Welcome to the Maigret docs!

Maigret is an easy-to-use and powerful OSINT tool for collecting a dossier on a person by username only.

This is achieved by checking for accounts on a huge number of sites and gathering all the available information from web pages.

The project’s main goal - give to OSINT researchers and pentesters a universal tool to get maximum information about a subject and integrate it with other tools in automatization pipelines.

You may be interested in:

Command line options

Usernames

maigret username1 username2 ...

You can specify several usernames separated by space. Usernames are not mandatory as there are other operations modes (see below).

Parsing of account pages and online documents

maigret --parse URL

Maigret will try to extract information about the document/account owner (including username and other ids) and will make a search by the extracted username and ids. Examples.

Main options

Options are also configurable through settings files, see settings section.

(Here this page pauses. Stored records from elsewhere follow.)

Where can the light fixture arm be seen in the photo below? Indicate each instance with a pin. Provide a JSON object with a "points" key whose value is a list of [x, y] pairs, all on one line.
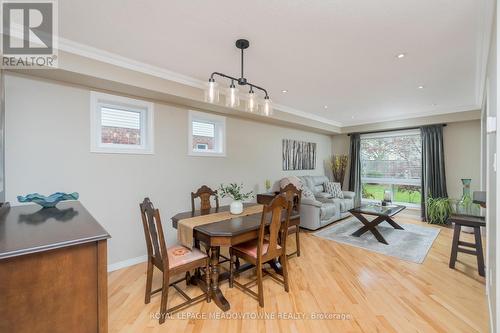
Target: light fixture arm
{"points": [[239, 81]]}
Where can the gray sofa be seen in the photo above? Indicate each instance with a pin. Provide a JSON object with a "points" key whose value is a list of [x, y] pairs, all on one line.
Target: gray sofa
{"points": [[323, 210]]}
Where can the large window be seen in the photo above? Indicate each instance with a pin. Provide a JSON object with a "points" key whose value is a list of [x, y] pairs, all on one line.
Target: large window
{"points": [[207, 134], [392, 161], [121, 125]]}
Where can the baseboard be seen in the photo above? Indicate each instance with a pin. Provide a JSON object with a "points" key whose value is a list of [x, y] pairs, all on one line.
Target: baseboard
{"points": [[127, 263]]}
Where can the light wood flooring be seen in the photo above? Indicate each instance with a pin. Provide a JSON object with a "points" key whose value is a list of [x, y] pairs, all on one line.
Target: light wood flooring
{"points": [[361, 291]]}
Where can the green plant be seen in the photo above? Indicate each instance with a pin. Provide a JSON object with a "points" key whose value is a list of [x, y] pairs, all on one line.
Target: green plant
{"points": [[438, 210], [234, 191]]}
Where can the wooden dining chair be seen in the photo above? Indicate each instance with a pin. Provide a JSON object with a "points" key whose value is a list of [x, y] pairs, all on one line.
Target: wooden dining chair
{"points": [[265, 248], [294, 195], [170, 261], [204, 193]]}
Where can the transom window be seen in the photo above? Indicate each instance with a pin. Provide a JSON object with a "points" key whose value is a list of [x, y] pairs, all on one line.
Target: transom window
{"points": [[392, 161], [206, 134], [121, 125]]}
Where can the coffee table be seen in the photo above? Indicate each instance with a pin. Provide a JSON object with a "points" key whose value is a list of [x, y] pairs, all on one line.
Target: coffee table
{"points": [[382, 213]]}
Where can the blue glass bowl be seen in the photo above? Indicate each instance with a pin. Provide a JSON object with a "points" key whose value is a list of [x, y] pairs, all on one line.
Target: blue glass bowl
{"points": [[50, 201]]}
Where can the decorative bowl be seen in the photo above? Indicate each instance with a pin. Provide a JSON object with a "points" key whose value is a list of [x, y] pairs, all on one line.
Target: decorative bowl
{"points": [[50, 201]]}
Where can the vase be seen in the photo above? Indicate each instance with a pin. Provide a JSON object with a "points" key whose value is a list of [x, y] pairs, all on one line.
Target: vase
{"points": [[465, 203], [236, 207]]}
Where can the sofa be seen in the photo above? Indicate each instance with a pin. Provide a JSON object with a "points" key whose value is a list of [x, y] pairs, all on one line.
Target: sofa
{"points": [[323, 209]]}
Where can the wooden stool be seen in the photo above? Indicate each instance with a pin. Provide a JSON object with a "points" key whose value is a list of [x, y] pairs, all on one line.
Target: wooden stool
{"points": [[475, 248]]}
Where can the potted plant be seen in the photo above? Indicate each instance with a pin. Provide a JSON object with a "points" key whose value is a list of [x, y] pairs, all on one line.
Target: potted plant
{"points": [[234, 191], [438, 210]]}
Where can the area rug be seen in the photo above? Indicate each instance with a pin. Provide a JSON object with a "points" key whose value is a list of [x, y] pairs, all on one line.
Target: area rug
{"points": [[411, 244]]}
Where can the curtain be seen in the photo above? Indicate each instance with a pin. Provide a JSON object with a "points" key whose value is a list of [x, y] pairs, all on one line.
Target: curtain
{"points": [[355, 168], [433, 171]]}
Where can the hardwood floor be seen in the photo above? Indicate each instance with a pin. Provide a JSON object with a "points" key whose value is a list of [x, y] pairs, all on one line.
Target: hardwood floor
{"points": [[375, 293]]}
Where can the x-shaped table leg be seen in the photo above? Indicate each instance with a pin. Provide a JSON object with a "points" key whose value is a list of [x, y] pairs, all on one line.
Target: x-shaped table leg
{"points": [[371, 226]]}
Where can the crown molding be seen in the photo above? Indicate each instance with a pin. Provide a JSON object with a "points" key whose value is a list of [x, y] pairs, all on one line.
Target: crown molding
{"points": [[118, 60], [141, 67], [415, 115]]}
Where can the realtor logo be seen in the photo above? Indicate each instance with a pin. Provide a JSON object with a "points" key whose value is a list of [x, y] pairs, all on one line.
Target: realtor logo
{"points": [[29, 31]]}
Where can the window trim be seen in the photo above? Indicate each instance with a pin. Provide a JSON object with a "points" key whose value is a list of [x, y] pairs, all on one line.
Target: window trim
{"points": [[146, 110], [220, 133], [202, 144], [390, 181]]}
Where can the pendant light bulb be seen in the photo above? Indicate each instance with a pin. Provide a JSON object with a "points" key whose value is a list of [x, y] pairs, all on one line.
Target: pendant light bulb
{"points": [[212, 92], [232, 97], [252, 101]]}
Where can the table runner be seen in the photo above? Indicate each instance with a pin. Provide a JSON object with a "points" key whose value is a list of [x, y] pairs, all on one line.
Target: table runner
{"points": [[185, 226]]}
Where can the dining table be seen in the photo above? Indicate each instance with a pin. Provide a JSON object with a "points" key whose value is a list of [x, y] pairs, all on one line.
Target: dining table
{"points": [[225, 233]]}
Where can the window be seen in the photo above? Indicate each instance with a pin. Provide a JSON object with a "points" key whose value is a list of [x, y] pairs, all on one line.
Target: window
{"points": [[207, 134], [392, 161], [120, 125]]}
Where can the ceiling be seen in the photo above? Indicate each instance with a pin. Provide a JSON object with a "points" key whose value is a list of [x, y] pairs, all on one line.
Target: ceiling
{"points": [[338, 53]]}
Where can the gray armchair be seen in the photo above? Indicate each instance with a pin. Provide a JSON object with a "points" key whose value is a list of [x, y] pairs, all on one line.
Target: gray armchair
{"points": [[323, 210]]}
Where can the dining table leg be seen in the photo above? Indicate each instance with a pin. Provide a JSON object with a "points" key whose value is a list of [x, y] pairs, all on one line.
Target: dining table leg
{"points": [[216, 293]]}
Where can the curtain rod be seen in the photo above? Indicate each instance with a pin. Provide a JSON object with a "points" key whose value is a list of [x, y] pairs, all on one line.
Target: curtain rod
{"points": [[393, 130]]}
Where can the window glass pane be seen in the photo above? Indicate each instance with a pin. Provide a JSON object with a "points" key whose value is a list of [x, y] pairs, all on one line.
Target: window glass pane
{"points": [[120, 126], [203, 136], [392, 163]]}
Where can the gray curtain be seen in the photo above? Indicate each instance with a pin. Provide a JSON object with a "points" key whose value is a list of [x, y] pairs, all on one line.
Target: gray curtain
{"points": [[355, 168], [433, 171]]}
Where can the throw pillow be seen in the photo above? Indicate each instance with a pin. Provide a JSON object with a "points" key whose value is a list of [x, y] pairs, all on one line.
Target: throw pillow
{"points": [[291, 180], [334, 189]]}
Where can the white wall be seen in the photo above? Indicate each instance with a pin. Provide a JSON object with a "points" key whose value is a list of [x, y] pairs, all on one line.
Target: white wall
{"points": [[47, 150], [490, 106], [462, 152]]}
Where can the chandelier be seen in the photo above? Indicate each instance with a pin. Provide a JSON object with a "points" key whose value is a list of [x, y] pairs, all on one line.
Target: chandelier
{"points": [[253, 104]]}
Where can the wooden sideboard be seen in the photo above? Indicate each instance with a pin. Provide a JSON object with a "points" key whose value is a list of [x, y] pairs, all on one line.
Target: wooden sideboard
{"points": [[53, 270]]}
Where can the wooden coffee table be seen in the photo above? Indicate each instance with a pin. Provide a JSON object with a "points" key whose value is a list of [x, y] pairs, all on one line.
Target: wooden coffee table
{"points": [[382, 213]]}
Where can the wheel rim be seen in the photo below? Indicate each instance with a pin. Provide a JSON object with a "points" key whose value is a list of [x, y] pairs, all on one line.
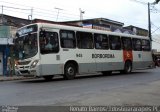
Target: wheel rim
{"points": [[128, 67], [70, 71]]}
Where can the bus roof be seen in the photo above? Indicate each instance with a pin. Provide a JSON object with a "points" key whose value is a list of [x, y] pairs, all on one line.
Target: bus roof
{"points": [[66, 27]]}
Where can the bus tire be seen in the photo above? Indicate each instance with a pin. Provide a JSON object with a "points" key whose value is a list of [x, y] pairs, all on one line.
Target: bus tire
{"points": [[48, 77], [69, 71], [127, 67]]}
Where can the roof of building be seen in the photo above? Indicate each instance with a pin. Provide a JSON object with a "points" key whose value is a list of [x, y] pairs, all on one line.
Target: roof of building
{"points": [[14, 21], [131, 26], [97, 19]]}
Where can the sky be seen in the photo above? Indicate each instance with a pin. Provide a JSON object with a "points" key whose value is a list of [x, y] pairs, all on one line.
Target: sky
{"points": [[129, 12]]}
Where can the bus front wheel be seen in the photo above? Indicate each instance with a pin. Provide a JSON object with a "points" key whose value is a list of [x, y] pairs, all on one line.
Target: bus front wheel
{"points": [[127, 67], [69, 71]]}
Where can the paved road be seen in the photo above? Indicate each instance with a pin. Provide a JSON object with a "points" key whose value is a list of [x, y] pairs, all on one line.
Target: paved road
{"points": [[139, 88]]}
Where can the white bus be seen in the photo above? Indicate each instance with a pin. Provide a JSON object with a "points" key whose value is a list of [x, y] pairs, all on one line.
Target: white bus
{"points": [[44, 50]]}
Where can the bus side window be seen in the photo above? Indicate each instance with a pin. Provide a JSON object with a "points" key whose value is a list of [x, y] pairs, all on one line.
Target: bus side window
{"points": [[146, 45], [101, 41], [126, 43], [84, 40], [67, 39], [49, 43], [137, 45], [115, 42]]}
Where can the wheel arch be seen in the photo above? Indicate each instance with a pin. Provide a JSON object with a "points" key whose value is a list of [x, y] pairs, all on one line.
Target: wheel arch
{"points": [[73, 62]]}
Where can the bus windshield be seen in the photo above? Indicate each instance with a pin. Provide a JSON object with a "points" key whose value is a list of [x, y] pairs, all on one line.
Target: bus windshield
{"points": [[26, 46]]}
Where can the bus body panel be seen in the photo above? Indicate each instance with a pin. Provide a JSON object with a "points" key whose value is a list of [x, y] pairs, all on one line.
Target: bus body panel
{"points": [[88, 60]]}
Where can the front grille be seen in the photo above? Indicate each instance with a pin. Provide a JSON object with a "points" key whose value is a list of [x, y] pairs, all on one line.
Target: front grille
{"points": [[25, 71], [24, 63]]}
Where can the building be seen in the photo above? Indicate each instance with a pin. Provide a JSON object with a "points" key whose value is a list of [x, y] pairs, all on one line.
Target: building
{"points": [[97, 23], [8, 27]]}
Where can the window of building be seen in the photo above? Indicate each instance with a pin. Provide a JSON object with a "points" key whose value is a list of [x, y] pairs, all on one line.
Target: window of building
{"points": [[49, 43], [67, 39], [84, 40], [115, 42], [101, 41], [137, 45], [146, 45], [126, 43]]}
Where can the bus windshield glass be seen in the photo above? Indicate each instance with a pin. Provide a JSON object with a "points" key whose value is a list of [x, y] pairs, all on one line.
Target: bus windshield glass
{"points": [[26, 43]]}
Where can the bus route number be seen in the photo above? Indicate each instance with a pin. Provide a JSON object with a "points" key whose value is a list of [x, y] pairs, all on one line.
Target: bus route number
{"points": [[79, 55]]}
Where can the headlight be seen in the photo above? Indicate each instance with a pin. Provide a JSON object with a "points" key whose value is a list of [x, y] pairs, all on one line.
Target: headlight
{"points": [[34, 63]]}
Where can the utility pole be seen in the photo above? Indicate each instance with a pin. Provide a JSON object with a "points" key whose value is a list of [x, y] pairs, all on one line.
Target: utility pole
{"points": [[58, 12], [149, 23], [149, 17]]}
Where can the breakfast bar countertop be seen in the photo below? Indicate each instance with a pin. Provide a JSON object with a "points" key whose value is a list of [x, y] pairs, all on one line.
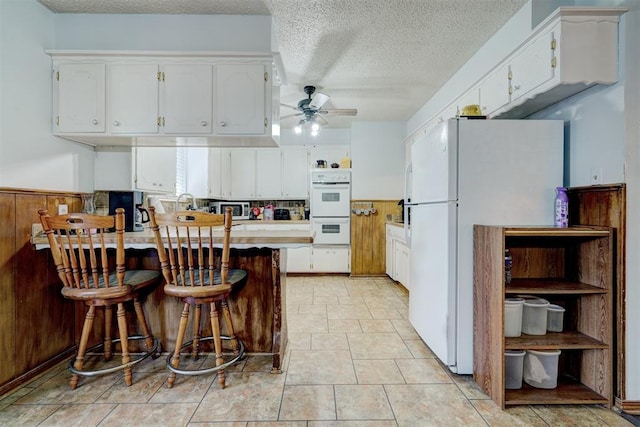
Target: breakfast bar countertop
{"points": [[240, 239]]}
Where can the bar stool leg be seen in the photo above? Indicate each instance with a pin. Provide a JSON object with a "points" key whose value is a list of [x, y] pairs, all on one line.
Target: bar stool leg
{"points": [[227, 319], [148, 339], [124, 343], [82, 348], [195, 348], [175, 360], [108, 317], [215, 327]]}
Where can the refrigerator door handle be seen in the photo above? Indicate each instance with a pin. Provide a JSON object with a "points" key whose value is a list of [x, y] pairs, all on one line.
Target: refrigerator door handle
{"points": [[407, 175]]}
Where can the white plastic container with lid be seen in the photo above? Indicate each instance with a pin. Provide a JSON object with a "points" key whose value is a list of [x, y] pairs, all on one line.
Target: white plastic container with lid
{"points": [[555, 318], [513, 317], [540, 368], [513, 364], [534, 316]]}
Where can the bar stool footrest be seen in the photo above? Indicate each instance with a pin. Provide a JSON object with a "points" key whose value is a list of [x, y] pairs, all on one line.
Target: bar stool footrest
{"points": [[206, 370], [95, 372]]}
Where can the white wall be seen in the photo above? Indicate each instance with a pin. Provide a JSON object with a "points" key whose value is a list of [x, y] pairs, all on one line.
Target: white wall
{"points": [[30, 156], [163, 32], [377, 153], [632, 178], [325, 137]]}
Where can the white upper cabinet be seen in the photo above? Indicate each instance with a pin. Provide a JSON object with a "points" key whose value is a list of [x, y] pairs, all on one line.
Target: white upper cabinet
{"points": [[155, 169], [101, 95], [268, 173], [470, 97], [571, 50], [533, 65], [132, 101], [240, 99], [295, 173], [81, 98], [186, 98], [494, 90]]}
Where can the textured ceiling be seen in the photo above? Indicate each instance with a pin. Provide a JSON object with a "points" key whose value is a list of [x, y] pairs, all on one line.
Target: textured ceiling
{"points": [[384, 57]]}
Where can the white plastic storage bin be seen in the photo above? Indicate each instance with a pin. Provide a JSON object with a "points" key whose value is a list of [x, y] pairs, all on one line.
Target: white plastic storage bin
{"points": [[513, 317], [534, 316], [555, 318], [513, 363], [540, 368]]}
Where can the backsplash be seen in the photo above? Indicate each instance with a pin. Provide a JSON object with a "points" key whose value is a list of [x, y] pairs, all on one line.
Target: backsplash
{"points": [[169, 203]]}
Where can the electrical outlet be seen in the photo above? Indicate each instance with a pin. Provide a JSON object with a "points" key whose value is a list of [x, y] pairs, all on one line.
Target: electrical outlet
{"points": [[596, 176]]}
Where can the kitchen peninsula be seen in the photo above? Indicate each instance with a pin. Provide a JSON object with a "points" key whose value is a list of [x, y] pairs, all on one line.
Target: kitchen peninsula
{"points": [[257, 309]]}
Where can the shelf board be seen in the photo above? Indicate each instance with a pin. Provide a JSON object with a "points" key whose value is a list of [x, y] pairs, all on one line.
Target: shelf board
{"points": [[569, 340], [579, 231], [551, 287], [567, 393]]}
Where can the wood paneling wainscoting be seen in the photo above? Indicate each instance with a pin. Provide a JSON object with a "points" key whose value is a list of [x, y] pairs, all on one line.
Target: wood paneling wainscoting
{"points": [[368, 236], [605, 205], [36, 323]]}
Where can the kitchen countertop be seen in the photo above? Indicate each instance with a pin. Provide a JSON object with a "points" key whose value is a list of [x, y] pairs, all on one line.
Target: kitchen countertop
{"points": [[396, 223], [240, 239]]}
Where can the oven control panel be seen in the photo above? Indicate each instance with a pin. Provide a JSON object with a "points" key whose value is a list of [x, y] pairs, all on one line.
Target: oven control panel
{"points": [[331, 177]]}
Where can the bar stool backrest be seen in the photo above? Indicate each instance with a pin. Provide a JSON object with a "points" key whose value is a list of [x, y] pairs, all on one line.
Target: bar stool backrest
{"points": [[186, 243]]}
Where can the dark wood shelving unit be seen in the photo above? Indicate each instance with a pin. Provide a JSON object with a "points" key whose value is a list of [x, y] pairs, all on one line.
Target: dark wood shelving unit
{"points": [[567, 266]]}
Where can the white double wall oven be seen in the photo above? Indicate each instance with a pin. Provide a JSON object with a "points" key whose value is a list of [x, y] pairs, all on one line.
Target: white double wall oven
{"points": [[331, 207]]}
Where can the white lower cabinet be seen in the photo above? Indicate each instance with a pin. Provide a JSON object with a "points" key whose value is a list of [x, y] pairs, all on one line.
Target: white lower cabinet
{"points": [[299, 259], [402, 263], [331, 259], [397, 255]]}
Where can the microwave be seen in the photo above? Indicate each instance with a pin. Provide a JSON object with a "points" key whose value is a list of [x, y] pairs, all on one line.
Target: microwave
{"points": [[129, 200], [240, 209]]}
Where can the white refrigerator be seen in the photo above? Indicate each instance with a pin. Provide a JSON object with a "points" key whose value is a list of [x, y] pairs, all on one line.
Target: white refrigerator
{"points": [[465, 172]]}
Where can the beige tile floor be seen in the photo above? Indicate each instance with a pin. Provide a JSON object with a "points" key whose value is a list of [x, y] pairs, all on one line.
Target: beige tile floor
{"points": [[353, 361]]}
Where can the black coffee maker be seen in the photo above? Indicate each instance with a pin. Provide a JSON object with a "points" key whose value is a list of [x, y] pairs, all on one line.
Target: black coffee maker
{"points": [[401, 204]]}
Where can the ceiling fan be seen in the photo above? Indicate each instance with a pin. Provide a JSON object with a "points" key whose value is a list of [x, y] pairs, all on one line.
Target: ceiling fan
{"points": [[310, 110]]}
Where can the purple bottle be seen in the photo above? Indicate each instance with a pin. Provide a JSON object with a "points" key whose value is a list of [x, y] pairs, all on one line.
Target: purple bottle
{"points": [[562, 207]]}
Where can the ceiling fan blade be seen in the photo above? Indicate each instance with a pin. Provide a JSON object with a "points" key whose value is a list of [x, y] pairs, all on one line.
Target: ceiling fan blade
{"points": [[318, 99], [290, 115], [340, 112], [321, 120], [293, 107]]}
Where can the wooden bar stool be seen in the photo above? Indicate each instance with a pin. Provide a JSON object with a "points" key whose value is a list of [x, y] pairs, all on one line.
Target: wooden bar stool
{"points": [[188, 263], [77, 243]]}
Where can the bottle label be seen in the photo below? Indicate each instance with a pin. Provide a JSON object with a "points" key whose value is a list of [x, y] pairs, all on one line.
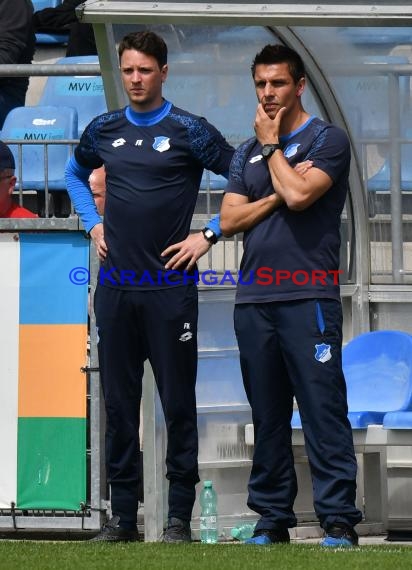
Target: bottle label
{"points": [[208, 522]]}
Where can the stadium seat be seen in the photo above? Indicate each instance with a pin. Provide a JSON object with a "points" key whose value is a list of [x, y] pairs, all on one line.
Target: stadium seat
{"points": [[398, 420], [378, 372], [85, 93], [41, 123], [49, 38], [369, 93], [42, 4]]}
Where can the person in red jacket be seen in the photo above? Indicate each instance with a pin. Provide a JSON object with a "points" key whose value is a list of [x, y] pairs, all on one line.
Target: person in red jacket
{"points": [[8, 209]]}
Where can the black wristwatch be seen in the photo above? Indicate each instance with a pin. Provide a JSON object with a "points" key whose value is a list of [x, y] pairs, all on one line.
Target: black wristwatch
{"points": [[210, 235], [269, 149]]}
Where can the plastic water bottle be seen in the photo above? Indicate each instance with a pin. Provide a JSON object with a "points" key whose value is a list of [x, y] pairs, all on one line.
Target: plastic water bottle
{"points": [[243, 531], [208, 514]]}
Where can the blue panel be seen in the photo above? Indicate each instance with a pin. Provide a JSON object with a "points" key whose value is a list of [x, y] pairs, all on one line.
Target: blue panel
{"points": [[54, 278]]}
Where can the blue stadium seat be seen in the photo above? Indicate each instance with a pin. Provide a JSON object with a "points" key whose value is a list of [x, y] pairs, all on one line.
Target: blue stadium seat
{"points": [[46, 38], [380, 182], [41, 123], [85, 93], [212, 181], [369, 93], [398, 420], [378, 372], [42, 4]]}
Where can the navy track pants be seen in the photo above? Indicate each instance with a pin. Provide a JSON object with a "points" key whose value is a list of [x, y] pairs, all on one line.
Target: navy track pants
{"points": [[160, 326], [278, 355]]}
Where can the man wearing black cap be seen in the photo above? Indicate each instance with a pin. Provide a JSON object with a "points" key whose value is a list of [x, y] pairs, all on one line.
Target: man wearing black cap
{"points": [[17, 44], [8, 209]]}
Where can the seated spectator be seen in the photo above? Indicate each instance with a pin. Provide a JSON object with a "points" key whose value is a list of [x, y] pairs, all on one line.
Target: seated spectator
{"points": [[63, 19], [17, 42], [8, 209]]}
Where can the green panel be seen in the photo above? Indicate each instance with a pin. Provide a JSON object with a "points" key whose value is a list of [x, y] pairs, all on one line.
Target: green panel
{"points": [[51, 463]]}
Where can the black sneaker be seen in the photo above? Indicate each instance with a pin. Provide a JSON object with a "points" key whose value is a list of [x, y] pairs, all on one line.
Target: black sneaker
{"points": [[177, 531], [340, 536], [112, 532], [263, 537]]}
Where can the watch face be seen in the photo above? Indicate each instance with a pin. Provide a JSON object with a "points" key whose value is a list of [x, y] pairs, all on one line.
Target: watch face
{"points": [[269, 149]]}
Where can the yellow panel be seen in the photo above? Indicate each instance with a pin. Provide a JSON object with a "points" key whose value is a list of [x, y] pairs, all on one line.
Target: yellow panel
{"points": [[50, 381]]}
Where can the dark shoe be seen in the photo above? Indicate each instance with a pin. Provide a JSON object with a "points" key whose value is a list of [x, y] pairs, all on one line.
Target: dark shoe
{"points": [[263, 537], [177, 531], [340, 536], [112, 532]]}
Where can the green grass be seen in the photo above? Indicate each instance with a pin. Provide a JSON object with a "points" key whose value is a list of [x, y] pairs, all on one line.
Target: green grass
{"points": [[29, 555]]}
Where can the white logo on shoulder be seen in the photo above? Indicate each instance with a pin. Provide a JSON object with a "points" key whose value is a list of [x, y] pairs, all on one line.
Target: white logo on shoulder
{"points": [[291, 150], [118, 142], [161, 144], [323, 352], [43, 122]]}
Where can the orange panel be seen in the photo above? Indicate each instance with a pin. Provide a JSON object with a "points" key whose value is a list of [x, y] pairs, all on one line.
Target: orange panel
{"points": [[50, 381]]}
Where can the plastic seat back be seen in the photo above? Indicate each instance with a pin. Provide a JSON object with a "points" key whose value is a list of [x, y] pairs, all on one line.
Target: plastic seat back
{"points": [[41, 123], [84, 93], [378, 372]]}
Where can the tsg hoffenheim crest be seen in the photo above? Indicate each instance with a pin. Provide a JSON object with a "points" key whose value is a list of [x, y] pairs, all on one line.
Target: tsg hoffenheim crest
{"points": [[161, 144], [323, 353]]}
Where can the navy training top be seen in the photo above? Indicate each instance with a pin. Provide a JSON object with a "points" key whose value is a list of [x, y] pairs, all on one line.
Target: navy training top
{"points": [[154, 163], [293, 254]]}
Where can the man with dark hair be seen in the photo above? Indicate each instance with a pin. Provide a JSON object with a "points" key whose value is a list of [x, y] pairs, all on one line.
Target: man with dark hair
{"points": [[17, 43], [288, 322], [154, 154], [8, 209]]}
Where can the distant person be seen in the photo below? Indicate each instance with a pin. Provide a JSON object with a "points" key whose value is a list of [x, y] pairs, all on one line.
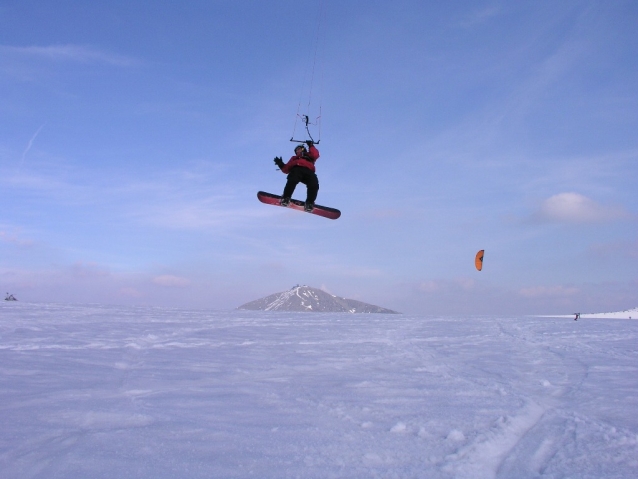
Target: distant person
{"points": [[301, 169]]}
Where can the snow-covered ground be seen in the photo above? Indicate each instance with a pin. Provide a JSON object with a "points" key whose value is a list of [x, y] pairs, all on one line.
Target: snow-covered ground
{"points": [[113, 392]]}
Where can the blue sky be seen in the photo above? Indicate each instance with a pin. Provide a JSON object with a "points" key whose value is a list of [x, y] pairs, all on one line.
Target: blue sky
{"points": [[133, 140]]}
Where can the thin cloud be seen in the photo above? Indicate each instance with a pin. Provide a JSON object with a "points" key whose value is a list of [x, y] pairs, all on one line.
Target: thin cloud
{"points": [[171, 281], [69, 53], [575, 208], [548, 291]]}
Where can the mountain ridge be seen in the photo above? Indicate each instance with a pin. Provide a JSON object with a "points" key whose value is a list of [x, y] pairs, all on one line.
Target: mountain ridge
{"points": [[307, 299]]}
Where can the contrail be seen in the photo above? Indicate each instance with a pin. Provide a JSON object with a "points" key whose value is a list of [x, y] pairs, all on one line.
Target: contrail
{"points": [[29, 145], [26, 150]]}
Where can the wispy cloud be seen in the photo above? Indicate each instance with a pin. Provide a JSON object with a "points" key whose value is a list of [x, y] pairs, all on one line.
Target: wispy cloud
{"points": [[68, 53], [548, 291], [13, 239], [576, 208], [172, 281]]}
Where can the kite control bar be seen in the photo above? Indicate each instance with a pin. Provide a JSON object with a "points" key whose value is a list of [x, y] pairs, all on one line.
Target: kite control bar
{"points": [[306, 120]]}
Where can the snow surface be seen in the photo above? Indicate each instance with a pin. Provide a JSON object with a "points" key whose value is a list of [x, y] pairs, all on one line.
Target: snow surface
{"points": [[123, 392]]}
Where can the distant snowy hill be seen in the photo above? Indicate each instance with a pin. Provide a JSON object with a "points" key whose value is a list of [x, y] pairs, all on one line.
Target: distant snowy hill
{"points": [[628, 314], [307, 299]]}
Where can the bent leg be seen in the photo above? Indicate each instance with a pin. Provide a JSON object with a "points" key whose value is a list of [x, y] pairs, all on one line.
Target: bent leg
{"points": [[312, 182], [294, 177]]}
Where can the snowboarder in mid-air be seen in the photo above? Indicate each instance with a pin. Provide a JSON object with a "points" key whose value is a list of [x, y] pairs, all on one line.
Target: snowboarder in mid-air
{"points": [[301, 169]]}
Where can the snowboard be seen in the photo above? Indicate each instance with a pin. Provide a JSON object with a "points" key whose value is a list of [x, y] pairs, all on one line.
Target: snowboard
{"points": [[318, 210]]}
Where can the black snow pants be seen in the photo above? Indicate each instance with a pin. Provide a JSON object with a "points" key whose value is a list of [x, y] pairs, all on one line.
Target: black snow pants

--tags - Filter sites for searching by tags: sites categories and two-letter country codes (not a language!). E.g. photo, dating, sport; jp, us, global. Multiple tags can be associated with one site. Warning: tags markup is not stable now.

-n, --max-connections - Allowed number of concurrent connections (default: 100).

-a, --all-sites - Use all sites for scan (default: top 500).

--top-sites - Count of sites for scan ranked by Alexa Top (default: top 500).

--timeout - Time (in seconds) to wait for responses from sites (default: 30). A longer timeout will be more likely to get results from slow sites. On the other hand, this may cause a long delay to gather all results. The choice of the right timeout should be carried out taking into account the bandwidth of the Internet connection.

--cookies-jar-file - File with custom cookies in Netscape format (aka cookies.txt). You can install an extension to your browser to download own cookies (Chrome, Firefox).

--no-recursion - Disable parsing pages for other usernames and recursive search by them.

--use-disabled-sites - Use disabled sites to search (may cause many false positives).

--id-type - Specify identifier(s) type (default: username). Supported types: gaia_id, vk_id, yandex_public_id, ok_id, wikimapia_uid. Currently, you must add -a flag to run a scan on sites with custom id types, sites will be filtered automatically.

--ignore-ids - Do not make search by the specified username or other ids. Useful for repeated scanning with found known irrelevant usernames.

--db - Load Maigret database from a JSON file or an online, valid, JSON file.

--retries RETRIES - Count of attempts to restart temporarily failed requests.

Reports

-P, --pdf - Generate a PDF report (general report on all usernames).

-H, --html - Generate an HTML report file (general report on all usernames).

-X, --xmind - Generate an XMind 8 mindmap (one report per username).

-C, --csv - Generate a CSV report (one report per username).

-T, --txt - Generate a TXT report (one report per username).

-J, --json - Generate a JSON report of specific type: simple, ndjson (one report per username). E.g. --json ndjson

-fo, --folderoutput - Results will be saved to this folder, results by default. Will be created if doesn’t exist.

Output options

-v, --verbose - Display extra information and metrics. (loglevel=WARNING)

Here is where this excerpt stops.